In 717, a Buddhist monk was meditating on Mount Hokusan in the Ishikawa prefecture of Japan, when the guardian of the mountain appeared to him in a dream.

Twenty-three kilometers from the foot of the mountain lay the village of Awazu, in Komatsu, with an underground spring that could heal sicknesses.

The monk instructed the villagers to unearth the spring, and his disciple Garyo Hoshi to build an inn on the site for posterity.

The monk built a temple on the mountain, and word spread of the miraculous spring.

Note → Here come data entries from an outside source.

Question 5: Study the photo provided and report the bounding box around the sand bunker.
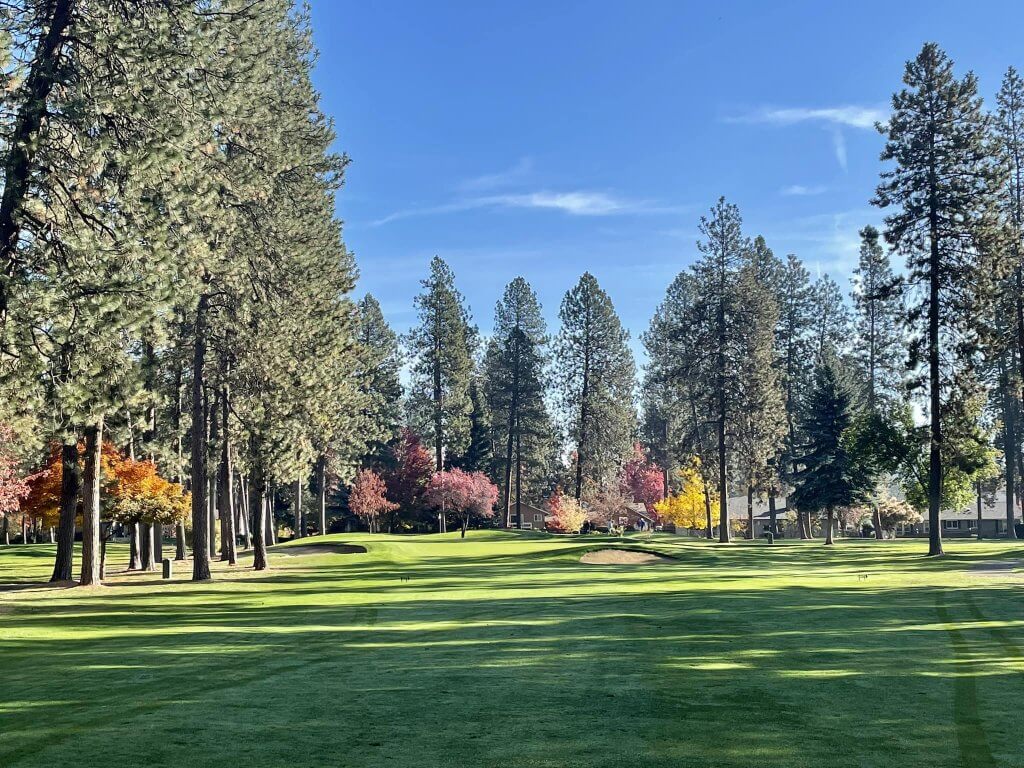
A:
[271,544,367,557]
[580,549,671,565]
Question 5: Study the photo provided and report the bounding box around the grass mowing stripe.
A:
[935,591,996,768]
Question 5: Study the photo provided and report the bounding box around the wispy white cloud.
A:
[726,104,886,130]
[480,191,626,216]
[371,190,686,226]
[458,158,534,191]
[833,128,849,173]
[778,184,828,198]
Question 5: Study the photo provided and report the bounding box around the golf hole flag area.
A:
[0,531,1024,768]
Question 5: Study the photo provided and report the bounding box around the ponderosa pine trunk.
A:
[217,386,238,565]
[746,485,754,541]
[0,0,75,318]
[928,189,942,557]
[174,520,188,561]
[138,522,157,570]
[239,474,253,550]
[316,456,327,536]
[205,391,220,561]
[153,522,164,562]
[977,480,983,542]
[190,293,210,582]
[206,476,217,560]
[79,418,103,587]
[1002,374,1017,539]
[50,438,82,582]
[575,342,591,502]
[128,522,142,570]
[264,481,278,547]
[249,469,267,570]
[292,474,304,539]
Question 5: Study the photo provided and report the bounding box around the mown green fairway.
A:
[0,534,1024,768]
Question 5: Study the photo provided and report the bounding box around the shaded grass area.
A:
[0,532,1024,768]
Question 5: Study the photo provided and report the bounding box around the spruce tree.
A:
[552,272,636,501]
[852,226,905,412]
[873,43,1000,555]
[791,359,872,544]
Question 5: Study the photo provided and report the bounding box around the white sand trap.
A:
[580,549,671,565]
[270,544,367,557]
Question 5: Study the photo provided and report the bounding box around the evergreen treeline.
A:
[0,31,1024,584]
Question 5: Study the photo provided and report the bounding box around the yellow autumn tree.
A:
[654,457,719,528]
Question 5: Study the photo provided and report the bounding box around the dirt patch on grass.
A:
[580,549,672,565]
[270,544,367,557]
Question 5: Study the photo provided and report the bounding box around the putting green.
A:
[0,531,1024,768]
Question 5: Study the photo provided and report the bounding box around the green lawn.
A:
[0,532,1024,768]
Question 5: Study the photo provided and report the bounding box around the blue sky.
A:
[312,0,1024,360]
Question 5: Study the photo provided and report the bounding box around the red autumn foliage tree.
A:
[348,469,398,532]
[0,424,31,536]
[424,469,498,538]
[384,427,434,528]
[620,442,665,512]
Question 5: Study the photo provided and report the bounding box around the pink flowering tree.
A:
[348,469,398,534]
[424,469,498,539]
[620,442,665,513]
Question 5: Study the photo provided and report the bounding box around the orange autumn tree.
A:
[103,454,191,526]
[20,442,190,526]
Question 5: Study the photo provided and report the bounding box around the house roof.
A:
[729,488,1021,520]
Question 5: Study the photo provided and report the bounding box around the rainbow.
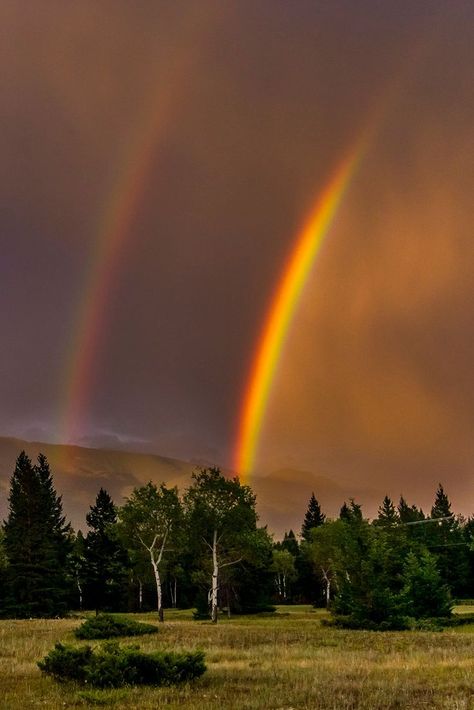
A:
[233,139,367,482]
[60,106,164,443]
[57,3,222,443]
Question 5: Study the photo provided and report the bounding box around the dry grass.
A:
[0,607,474,710]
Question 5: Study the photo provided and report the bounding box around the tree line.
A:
[0,452,474,628]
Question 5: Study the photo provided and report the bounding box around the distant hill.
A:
[0,437,382,536]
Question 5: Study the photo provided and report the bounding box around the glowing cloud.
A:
[234,139,366,481]
[58,3,220,450]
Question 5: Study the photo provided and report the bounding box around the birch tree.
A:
[119,481,182,621]
[185,468,257,623]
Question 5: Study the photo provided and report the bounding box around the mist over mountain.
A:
[0,437,469,537]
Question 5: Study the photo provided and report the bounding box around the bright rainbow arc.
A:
[234,140,367,482]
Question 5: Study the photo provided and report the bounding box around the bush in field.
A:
[38,642,206,688]
[74,614,158,639]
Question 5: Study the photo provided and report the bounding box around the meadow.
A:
[0,606,474,710]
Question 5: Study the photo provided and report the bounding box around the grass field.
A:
[0,607,474,710]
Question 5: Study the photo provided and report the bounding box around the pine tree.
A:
[431,483,453,525]
[426,483,469,596]
[301,493,326,542]
[4,451,71,617]
[281,530,300,557]
[84,488,129,613]
[375,496,400,525]
[397,496,425,523]
[339,498,363,523]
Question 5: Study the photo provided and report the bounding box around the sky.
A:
[0,0,474,513]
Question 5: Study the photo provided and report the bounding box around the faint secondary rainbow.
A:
[58,3,221,443]
[60,105,164,443]
[234,138,367,481]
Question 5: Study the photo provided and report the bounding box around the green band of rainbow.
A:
[234,140,366,481]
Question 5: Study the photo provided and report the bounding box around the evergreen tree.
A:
[397,496,425,527]
[84,488,129,613]
[4,451,71,617]
[375,496,400,525]
[339,498,363,523]
[425,483,469,596]
[431,483,453,525]
[281,530,299,557]
[401,549,452,619]
[301,493,326,542]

Today, 46 generations later, the Hoshi family continues to welcome visitors to Hoshi Ryokan (ryokan is a traditional Japanese inn).

Hoshi Ryokan was listed in Guinness as the oldest surviving hotel in the world, until 2011, when another ryokan, Nishiyama Onsen Keinunkun, took the title, with a founding year of 705.

A serene blend of old and new, Hoshi Ryokan, with its garden, pond and 100 rooms capable of catering to 450 guests at a time, has evolved to adapt to the modern world.

Ong Boon Hwee, CEO of Stewardship Asia Centre based in Singapore, interviewed current ryokan head Zengoro Hoshi about what makes the inn endure. (Hoshi’s earliest ancestor adopted a boy named Zengoro, a name used in every succeeding generation.)

“Traditionally, we have no instruction written on paper,” says Hoshi. “We teach by word of mouth. We have to study for ourselves.”

As for training successors, Hoshi says, “[We] let them try first by themselves. If that [method] did not work, then the parents or grandparents would teach them. It is important that motivation arises from inside of the successors.”

As a child, Hoshi loved the rooms where the children used to play hide and seek. Hostesses and geishas visited, so did heads of state.

Hoshi and his wife, united in an arranged marriage, have been together for more than half a century. In a Vimeo video done by German student Fritz Schumann, Hoshi’s wife says she is “like a mother” of the ryokan.

“When I was young, the owner of the inn was … like the head person of the village, and everybody wanted to succeed the inn,” says Hoshi. “Sometimes younger brothers were jealous of the eldest brother. But today few people have the ability to succeed, and many inns are closing their business.

“Hotels are increasing but inns are decreasing, That is the reality.”

Some years ago, Hoshi’s oldest son and grandson, the supposed heirs, passed away. It was a shock to the family.

“I always thought elderly people would die first,” says Hoshi. “I was not smart enough to realize that [these deaths] could happen.”

Bucking the tradition that only eldest sons could inherit, Hoshi requested his daughter to manage the inn. In Schumann’s video, the daughter, who had trained to be a doctor’s assistant, says she sometimes wishes she were not born a Hoshi.

She had thought of getting married and “moving away,” but her parents now introduce her “only to men who could be adopted to the Hoshi family.”

Obedient to the family code, “nowadays, she is working with determination, which I am grateful for,” says the father.

Hoshi Ryokan has to constantly “exercise agility, challenge and change” to adapt to the times. To balance the needs of guests and employees, the inn closes on certain days of the week. The family has invested in modern systems to enable employees to finish operations within an eight-hour workday.

Hoshi knows the inn is part of the family legacy. Aside from managing the inn, the family has long been tasked “to protect the hot spring.”

“Nothing belongs to me. Do not run away from [a problem], but challenge it. To challenge change is our responsibility.”